On the spiritual level, most of my personal work now is about the practice of acceptance – acceptance of my life as it is today. Accepting that I live in a rural area that is extremely poor and disadvantaged and that I think, believe and live differently than many others here. This is just the way it is and although some days are very hard, this was my choice to move here, after all.
We have no senior center or community center in my community so the social life here revolves around the traditional church or the bars, and no disrespect intended, quite frankly I am not very interested in either. What I am interested in is love, family and community.
Some day I do struggle to find acceptance in this life that I am now living. Life on a tight retirees budget can be a struggle. And some days I grapple to accept that my gas budget is modest and that it only allows me to drive just twice a week into town for yoga and errands which in turn causes me to live a rather isolated life especially during the winter months.
Yet, I know that quality of life is not in driving around, shopping and spending and aging is learning to live gracefully with these limitations and this isolation as a result.
And now I am trying to accept a new reality that my hand-painted furniture is not selling here. Its more money is going out than is coming in and it’s time to let that go as well. I am closing my painting business. “Better to do something imperfectly than to do nothing flawlessly.” ~Robert H. Schuller
I’ve tried every options I could think of; consignment in five different shops in five different towns, Craig’s List, Art Hops and Art Walks, open houses, Facebook and more. But painted furniture us not selling in my area of Michigan. This is grief that is not going to be easy for me to accept.

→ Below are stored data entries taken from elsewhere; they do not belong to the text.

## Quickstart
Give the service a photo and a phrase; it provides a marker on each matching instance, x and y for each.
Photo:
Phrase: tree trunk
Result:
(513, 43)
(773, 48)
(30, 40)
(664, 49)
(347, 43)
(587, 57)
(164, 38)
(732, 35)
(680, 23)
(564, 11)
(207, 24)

I am also working to accept I am aging, graying, losing my muscle tone and no longer have the energy, or legs to power-walk five miles a day. I am also working to accept that nobody told me that aging was going to be like this…I was told that there would be “golden retirement years” but my retirement will not be like that.
I’ve decided that my spiritual work now is on this path to acceptance.
This means many things; Letting go of control and acceptance of what is and what will be. Acceptance that my body is growing older and grayer and that life here is different than life in the city but that being self-sufficient and able to live a more simpler life are a good skills for whatever is coming; be it global warming, hydrolic fracking, flooding, drought etc.
We are now in our winter transition period which means snow and ice on the ground and I can no longer spend most of my day outside. Snow is on the ground, ice is on the roadways and more physical hours of the day are dark, dreary and depressing.
In the old days I sought out activities outside of my home to keep myself active. Activities like group exercising, individual walking, photography classes, girl friend gatherings but now at age 63. Now I live an hour from any major city. the closest senior citizens center is 20 miles away each way.
I have come to the realization that I have no choice but to move inward. And I hope that by moving inward I find the peace and acceptance I need to live gracefully and long.
I will continue my blog but its focus will change from furniture to gardening, healthy cooking and living a simpler and sustainable life and other facets of my life. Wish me well!
I choose to live and love with my whole heart.
Just for today I will not angry.
Just for today I will not worry.
Just for to today I will be grateful.
Just for today I will do my work honestly.
Just for today I will be kind to every living thing.